Poole nodded approval.
“So that’s it? I can go?” It felt so anticlimactic just to leave.
“Yeah,” Sergeant Poole said. “What else do you want?”
“Who are you going to put on guard outside her door?” Curt asked.
I looked hopefully at Sergeant Poole.
“Are you kidding?” Poole held his hands out, his craggy brows raised in question. “Do you really think we have extra officers waiting around in case someone needs a keeper?”
Well, I wrote about pared-down police budgets often enough. I understood.
“But someone attempted to shoot her!”
True, and shouldn’t that make a difference?
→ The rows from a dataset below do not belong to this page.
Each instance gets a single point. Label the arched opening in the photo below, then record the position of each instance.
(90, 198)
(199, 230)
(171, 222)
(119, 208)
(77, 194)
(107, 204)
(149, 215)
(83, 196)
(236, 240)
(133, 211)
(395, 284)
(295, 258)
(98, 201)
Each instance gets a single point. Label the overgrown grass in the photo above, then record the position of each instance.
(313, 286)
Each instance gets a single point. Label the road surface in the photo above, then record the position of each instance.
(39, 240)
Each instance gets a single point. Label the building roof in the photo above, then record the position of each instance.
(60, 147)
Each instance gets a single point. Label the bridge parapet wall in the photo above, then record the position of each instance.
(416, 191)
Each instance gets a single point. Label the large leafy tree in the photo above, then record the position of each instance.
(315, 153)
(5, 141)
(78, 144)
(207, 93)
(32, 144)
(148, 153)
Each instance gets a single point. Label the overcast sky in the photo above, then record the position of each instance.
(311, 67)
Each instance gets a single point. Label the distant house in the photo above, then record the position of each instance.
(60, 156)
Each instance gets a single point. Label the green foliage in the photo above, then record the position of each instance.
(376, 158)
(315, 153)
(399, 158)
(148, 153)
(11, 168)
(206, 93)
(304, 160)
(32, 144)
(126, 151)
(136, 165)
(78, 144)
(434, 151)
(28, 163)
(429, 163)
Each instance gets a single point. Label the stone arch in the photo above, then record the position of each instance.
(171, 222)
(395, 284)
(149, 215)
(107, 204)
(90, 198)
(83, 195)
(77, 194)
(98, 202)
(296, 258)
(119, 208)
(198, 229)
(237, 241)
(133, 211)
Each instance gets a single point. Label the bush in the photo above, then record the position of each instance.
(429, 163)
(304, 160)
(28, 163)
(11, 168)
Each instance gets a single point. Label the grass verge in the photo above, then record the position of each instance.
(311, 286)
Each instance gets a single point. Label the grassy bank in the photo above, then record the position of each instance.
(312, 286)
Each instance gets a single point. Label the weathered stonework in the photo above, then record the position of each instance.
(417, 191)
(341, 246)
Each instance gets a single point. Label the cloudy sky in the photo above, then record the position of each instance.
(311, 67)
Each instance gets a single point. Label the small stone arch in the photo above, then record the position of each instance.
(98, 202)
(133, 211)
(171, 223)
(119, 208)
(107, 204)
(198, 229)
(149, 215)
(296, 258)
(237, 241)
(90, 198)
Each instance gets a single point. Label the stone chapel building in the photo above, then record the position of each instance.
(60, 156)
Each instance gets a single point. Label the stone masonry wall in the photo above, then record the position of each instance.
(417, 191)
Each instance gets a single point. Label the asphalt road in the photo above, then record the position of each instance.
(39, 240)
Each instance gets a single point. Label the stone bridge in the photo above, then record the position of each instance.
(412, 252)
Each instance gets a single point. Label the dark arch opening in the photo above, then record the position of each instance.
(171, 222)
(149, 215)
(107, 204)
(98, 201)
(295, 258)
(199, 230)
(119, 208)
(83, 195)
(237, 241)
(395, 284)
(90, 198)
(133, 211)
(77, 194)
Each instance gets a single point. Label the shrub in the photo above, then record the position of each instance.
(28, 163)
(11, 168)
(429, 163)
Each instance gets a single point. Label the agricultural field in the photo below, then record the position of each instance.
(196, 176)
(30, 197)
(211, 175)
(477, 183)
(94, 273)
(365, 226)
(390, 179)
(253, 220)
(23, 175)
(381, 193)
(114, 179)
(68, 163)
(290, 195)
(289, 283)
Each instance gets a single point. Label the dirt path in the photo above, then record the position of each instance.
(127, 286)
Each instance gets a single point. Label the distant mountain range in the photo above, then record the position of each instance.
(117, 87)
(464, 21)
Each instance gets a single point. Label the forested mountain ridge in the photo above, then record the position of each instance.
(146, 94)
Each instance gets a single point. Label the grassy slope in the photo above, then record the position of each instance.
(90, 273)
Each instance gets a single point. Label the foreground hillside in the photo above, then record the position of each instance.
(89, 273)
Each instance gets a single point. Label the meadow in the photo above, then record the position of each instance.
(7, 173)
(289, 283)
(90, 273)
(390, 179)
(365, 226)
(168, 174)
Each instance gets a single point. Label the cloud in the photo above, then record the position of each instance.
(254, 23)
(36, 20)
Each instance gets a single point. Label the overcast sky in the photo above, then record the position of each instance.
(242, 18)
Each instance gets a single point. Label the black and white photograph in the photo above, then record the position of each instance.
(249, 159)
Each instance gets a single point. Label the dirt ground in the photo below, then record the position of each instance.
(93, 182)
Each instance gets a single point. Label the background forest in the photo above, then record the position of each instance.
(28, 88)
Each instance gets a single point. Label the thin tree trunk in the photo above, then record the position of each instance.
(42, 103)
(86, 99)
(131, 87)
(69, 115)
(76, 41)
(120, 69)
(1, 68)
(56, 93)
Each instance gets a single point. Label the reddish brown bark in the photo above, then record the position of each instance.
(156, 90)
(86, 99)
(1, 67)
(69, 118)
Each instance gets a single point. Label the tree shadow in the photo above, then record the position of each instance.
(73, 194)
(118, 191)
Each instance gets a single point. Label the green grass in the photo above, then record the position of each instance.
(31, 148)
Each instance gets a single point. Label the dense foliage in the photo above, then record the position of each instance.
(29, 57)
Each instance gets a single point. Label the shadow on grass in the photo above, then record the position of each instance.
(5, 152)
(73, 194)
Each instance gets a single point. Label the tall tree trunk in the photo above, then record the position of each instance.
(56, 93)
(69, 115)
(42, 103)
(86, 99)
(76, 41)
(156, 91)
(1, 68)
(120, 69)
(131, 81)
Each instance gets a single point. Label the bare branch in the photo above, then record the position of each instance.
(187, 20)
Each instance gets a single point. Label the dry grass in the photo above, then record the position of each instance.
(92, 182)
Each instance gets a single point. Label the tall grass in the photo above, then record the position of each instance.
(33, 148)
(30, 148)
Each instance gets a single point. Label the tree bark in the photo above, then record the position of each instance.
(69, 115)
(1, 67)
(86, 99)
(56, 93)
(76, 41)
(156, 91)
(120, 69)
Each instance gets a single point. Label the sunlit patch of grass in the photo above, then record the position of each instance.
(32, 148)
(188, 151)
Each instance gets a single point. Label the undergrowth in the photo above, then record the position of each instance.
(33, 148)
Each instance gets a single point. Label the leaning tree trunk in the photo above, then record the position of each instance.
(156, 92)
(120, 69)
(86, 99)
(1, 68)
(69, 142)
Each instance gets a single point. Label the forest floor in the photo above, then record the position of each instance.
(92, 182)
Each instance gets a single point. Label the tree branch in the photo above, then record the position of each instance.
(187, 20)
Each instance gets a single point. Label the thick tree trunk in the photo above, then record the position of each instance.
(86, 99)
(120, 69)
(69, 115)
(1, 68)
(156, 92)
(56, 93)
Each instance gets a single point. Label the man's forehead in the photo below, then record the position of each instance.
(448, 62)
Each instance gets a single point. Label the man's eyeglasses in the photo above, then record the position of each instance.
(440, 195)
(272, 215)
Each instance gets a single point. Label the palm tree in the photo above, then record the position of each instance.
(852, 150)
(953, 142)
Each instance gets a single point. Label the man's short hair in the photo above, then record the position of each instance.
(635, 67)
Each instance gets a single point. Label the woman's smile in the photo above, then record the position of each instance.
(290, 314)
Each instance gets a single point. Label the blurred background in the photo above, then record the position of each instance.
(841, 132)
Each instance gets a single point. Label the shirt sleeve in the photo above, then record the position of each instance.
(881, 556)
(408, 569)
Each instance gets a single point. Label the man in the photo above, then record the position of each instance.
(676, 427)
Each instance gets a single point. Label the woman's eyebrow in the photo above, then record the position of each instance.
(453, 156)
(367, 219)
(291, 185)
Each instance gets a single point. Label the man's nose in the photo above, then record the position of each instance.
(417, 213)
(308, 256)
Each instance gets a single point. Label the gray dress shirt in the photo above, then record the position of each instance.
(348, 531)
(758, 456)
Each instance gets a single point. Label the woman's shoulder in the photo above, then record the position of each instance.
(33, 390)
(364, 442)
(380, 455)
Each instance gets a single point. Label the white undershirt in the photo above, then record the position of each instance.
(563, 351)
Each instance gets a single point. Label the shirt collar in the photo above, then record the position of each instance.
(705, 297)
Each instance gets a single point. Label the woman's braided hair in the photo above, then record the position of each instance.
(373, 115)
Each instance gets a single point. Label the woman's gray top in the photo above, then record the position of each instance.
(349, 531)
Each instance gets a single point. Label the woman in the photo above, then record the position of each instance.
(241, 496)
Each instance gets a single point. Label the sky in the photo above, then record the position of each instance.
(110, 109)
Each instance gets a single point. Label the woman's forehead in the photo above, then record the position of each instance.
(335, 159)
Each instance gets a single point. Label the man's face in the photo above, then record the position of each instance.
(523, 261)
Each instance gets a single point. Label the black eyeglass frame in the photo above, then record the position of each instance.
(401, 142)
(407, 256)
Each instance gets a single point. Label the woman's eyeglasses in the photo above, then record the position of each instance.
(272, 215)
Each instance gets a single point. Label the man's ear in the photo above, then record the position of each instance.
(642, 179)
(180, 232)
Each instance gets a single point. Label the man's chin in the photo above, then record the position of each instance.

“You sure it was her and not you he was after?” Sergeant Poole asked conversationally.
Curt was so taken aback that all he could do was sputter. I tried not to laugh.
Sergeant Poole seemed to regret his attempt at humor. “I understand what you’re saying and your concern,” he said. “I really do. If I were you, I’d be screaming, too. And it’s not that I don’t think it’s a nice idea to have someone sleep on her doorstep. There’s just nobody to do it.”
He smiled at me. “We’re old friends now, Miss Kramer and me. If she needs me, she knows where to reach me.” He tipped his head goodbye and turned away. We stared at his back a minute, Curt angry, I lonesome.
Curt touched my arm. “Let’s go.” We walked to his car where he held the door for me and waited until I locked myself in before he walked around to his side. We drove out of the lot and had barely gone a block when he said, “You can’t spend the night alone in your apartment.”
“Sure, I can,” I said. I listened to the confidence in my voice and wondered where it came from.
“No, you can’t. What if he comes back?”
“Again tonight?” I said. “I don’t think so.”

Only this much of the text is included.